NIC Excellence Project 2025/2

FRONTAIR – Pushing the frontiers of air composition modelling

NIC Excellence Project 2025/2
Dr. Domenico Taraborrelli

John von Neumann Excellence Project 2025/2
Dr. Domenico Taraborelli (Forschungszentrum Jülich / ICE-3)

Air composition is crucial for planetary health and climate. However, advancing the understanding of the key chemical transformations requires the development of complex multiphase kinetic models whose numerical integration is a very stiff problem. Consequently, accounting for the “chemistry” within Earth System Models can be computationally prohibitive. Under these premises the FRONTAIR project was started with support from the HGF ESM project and the availability of the ESM partition on JUWELS. The initial focus was on the transport and processing of pollution to the stratosphere in the Asian Monsoon region (Rosanka et al. (2021); Becker et al. (2025))

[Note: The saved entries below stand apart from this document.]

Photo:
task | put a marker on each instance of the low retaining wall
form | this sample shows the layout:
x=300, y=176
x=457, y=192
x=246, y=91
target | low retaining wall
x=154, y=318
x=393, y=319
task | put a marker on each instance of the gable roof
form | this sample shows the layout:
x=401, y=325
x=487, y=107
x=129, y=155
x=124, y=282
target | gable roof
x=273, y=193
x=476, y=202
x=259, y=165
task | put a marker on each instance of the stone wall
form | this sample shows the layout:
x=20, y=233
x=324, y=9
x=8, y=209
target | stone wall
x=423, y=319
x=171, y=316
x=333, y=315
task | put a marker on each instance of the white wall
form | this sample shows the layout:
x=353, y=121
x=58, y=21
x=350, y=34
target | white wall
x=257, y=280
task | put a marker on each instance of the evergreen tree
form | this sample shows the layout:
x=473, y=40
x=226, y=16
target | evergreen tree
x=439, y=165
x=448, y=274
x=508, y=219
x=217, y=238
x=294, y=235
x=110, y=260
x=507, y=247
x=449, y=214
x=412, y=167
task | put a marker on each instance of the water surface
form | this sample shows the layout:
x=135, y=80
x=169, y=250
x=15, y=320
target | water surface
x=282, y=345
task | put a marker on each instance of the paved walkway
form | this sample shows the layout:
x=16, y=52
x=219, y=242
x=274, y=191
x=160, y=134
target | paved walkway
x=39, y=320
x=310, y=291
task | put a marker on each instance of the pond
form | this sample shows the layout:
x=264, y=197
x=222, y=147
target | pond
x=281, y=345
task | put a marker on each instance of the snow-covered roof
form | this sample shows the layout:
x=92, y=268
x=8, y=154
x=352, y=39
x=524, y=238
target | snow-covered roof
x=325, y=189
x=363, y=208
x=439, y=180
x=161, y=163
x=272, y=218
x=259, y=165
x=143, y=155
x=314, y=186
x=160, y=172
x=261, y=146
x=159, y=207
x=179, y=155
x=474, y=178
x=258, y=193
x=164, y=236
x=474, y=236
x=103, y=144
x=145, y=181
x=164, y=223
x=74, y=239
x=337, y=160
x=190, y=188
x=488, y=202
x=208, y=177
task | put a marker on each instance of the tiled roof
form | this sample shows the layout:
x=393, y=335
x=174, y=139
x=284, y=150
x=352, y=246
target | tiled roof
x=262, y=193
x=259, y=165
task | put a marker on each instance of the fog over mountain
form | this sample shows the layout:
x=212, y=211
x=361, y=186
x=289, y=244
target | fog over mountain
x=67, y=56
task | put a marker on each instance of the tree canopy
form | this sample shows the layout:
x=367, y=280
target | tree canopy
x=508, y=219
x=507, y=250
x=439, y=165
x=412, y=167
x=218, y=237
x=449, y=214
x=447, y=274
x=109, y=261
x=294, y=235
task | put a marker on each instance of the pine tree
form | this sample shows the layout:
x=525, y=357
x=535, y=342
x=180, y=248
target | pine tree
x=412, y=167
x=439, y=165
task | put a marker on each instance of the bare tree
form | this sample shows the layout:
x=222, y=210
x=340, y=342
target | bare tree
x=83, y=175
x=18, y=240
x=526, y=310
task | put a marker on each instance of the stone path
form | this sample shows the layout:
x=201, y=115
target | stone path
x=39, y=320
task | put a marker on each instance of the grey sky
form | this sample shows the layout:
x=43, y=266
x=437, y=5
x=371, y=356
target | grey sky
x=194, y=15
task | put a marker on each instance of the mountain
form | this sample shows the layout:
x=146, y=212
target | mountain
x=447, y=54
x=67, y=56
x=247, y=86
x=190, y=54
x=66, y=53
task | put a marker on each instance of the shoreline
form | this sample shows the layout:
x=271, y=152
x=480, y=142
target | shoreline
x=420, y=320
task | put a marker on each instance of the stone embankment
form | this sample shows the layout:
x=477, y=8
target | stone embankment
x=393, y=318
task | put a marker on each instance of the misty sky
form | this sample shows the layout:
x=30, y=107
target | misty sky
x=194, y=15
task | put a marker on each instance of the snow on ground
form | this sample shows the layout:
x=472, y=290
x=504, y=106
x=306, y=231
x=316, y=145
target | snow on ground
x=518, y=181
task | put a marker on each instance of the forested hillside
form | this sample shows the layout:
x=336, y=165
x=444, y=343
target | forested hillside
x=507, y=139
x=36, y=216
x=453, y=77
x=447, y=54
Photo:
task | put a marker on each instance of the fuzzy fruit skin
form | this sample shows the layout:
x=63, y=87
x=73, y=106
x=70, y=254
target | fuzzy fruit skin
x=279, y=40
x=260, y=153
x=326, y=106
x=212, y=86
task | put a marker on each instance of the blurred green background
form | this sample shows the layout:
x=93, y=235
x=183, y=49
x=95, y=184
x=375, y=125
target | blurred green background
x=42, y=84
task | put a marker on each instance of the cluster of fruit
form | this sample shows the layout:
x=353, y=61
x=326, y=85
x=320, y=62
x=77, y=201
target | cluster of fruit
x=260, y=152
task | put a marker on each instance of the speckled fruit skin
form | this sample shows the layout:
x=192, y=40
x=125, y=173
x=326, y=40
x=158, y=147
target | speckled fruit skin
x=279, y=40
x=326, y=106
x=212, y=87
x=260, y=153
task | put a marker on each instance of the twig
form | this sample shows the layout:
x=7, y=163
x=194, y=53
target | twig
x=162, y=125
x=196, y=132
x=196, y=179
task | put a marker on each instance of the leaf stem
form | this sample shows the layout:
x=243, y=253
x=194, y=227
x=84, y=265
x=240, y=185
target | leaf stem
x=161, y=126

Technical developments aimed at improving efficiency, scalability and portability of the MESSy model are a major activity within FRONTAIR. Under the impulse of the HGF ExaESM project a tool for porting individual components to GPUs and optimize performance, the MESSy DWARF, was developed. The numerical solver for large chemical ODEs has been ported to GPUs  and made significantly more efficient. The GPU porting of the MESSy code continues profiting from the constant support by JSC. These developments are instrumental for the scientific focus of the project.

A remarkable achievement in FRONTAIR has been the ability to perform explicit multiphase chemistry simulations with MESSy on a global scale also for deliquescent aerosols. Such simulations require plenty of computing time and memory per node. Nevertheless, they open new avenues for advancing understanding of air pollution and its implication for human health and the lifetime of short-lived climate forcers. Currently, global simulations are being conducted with a focus on the dissolution and radical chemistry of iron from mineral dust.

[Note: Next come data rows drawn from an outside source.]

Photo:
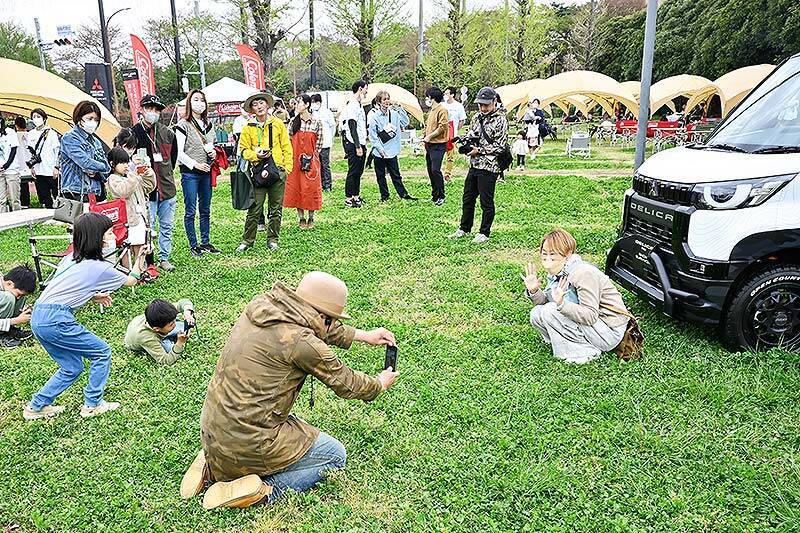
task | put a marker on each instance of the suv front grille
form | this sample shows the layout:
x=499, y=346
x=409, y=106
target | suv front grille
x=663, y=191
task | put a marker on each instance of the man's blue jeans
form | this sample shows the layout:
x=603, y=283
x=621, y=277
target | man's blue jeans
x=325, y=454
x=165, y=210
x=68, y=343
x=196, y=189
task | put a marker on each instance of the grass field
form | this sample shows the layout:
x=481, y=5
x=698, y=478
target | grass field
x=483, y=431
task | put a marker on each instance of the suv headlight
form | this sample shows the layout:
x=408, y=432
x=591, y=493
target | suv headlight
x=737, y=194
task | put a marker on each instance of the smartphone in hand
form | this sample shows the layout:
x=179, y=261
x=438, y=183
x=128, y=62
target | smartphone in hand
x=391, y=358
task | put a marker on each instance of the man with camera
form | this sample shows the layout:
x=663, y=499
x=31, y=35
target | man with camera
x=162, y=331
x=486, y=140
x=385, y=126
x=253, y=446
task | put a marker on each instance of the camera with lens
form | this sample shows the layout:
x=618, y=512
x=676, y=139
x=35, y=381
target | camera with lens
x=466, y=144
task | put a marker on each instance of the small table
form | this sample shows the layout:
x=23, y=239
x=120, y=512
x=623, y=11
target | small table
x=24, y=217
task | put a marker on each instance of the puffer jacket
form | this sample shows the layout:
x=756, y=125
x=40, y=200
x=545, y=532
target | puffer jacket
x=246, y=425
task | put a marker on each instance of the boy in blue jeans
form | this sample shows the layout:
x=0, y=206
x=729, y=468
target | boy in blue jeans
x=159, y=333
x=14, y=290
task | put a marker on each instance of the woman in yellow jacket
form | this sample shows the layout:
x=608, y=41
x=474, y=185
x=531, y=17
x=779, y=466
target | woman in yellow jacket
x=256, y=146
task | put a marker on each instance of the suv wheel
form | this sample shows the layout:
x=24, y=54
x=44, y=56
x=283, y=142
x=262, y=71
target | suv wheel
x=765, y=313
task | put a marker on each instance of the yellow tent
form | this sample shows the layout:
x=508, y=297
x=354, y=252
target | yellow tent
x=663, y=92
x=731, y=87
x=24, y=87
x=397, y=94
x=588, y=86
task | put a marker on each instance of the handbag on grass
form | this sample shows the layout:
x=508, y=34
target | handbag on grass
x=630, y=347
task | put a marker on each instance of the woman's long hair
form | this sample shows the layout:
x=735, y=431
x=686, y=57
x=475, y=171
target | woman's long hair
x=87, y=237
x=295, y=126
x=188, y=114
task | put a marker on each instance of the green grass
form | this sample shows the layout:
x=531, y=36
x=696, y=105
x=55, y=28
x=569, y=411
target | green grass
x=483, y=431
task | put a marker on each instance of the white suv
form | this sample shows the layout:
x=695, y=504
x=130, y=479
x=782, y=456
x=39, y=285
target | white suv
x=711, y=232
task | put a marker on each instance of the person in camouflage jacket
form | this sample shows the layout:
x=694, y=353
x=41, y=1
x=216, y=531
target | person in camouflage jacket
x=489, y=133
x=247, y=427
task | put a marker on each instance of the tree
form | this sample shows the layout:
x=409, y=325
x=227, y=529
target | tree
x=17, y=44
x=375, y=28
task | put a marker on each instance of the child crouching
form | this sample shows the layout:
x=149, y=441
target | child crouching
x=580, y=311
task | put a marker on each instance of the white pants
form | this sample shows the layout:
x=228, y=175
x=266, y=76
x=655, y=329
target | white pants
x=9, y=191
x=573, y=342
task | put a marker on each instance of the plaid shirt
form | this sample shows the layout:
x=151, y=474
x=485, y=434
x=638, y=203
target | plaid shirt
x=495, y=125
x=313, y=125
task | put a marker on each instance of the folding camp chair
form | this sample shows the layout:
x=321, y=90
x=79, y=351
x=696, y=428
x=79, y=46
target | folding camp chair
x=578, y=144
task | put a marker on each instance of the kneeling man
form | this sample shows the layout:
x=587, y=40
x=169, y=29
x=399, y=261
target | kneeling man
x=253, y=447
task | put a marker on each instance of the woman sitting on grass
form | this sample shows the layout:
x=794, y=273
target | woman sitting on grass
x=580, y=312
x=83, y=277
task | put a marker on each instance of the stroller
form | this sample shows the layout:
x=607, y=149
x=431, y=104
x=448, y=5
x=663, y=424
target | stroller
x=46, y=261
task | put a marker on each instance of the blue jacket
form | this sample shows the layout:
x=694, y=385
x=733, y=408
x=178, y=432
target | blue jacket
x=81, y=153
x=378, y=120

In climate science, the storyline approach has recently gained momentum as an effective approach to investigating climate change and its impacts. With support from the SCENIC project the first storyline scenarios of air pollution could be developed. The first application has been investigating how surface ozone pollution and its impact on health might change in a warmer world. Within the ACTUATE project storyline simulations will be conducted to explore the role of brown carbon for the Earth Energy Imbalance and its potential for mitigation of climate change.